La modération des classes plébéiennes égala leur courage ; l’ordre résulta subitement de la confusion. Il faut avoir vu des ouvriers demi-nus, placés en faction à la porte des jardins publics, empêcher selon leur consigne d’autres ouvriers déguenillés de passer, pour se faire une idée de cette puissance du devoir qui s’était emparée des hommes demeurés les maîtres. Ils auraient pu se payer le prix de leur sang, et se laisser tenter par leur misère. On ne vit point, comme au 10 août 1792, les Suisses massacrés dans la fuite. Toutes les opinions furent respectées ; jamais à quelques exceptions près, on n’abusa moins de la victoire.

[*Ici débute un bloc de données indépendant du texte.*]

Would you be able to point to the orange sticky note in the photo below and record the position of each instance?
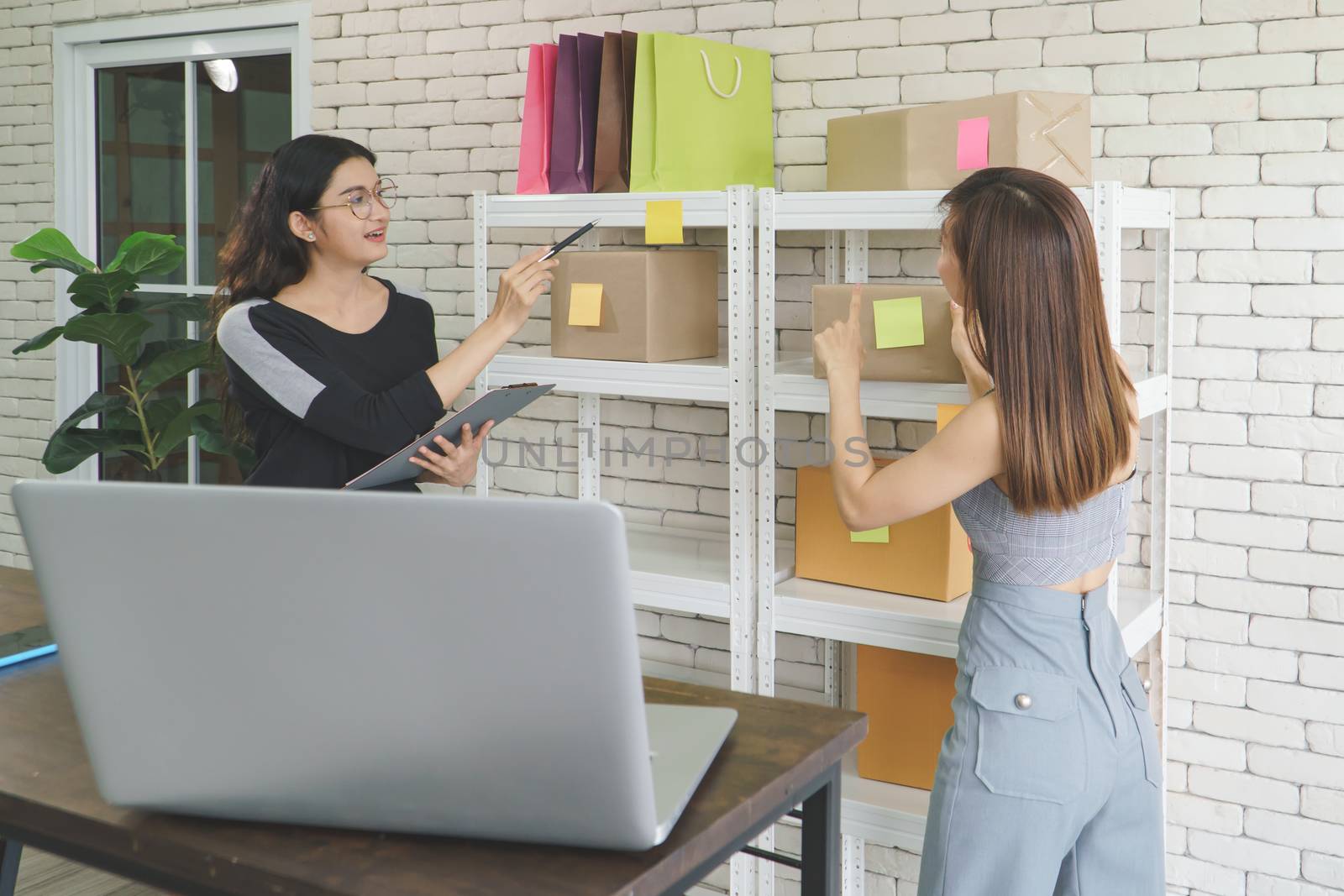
(585, 304)
(947, 412)
(663, 222)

Les vainqueurs, portant les blessés de la garde à travers la foule, s’écriaient : « Respect aux braves ! » Le soldat venait-il à expirer, ils disaient : « Paix aux morts ! » Les quinze années de la Restauration, sous un régime constitutionnel, avaient fait naître parmi nous cet esprit d’humanité, de légalité et de justice, que vingt-cinq années de l’esprit révolutionnaire et guerrier n’avaient pu produire. Le droit de la force introduit dans nos mœurs semblait être devenu le droit commun.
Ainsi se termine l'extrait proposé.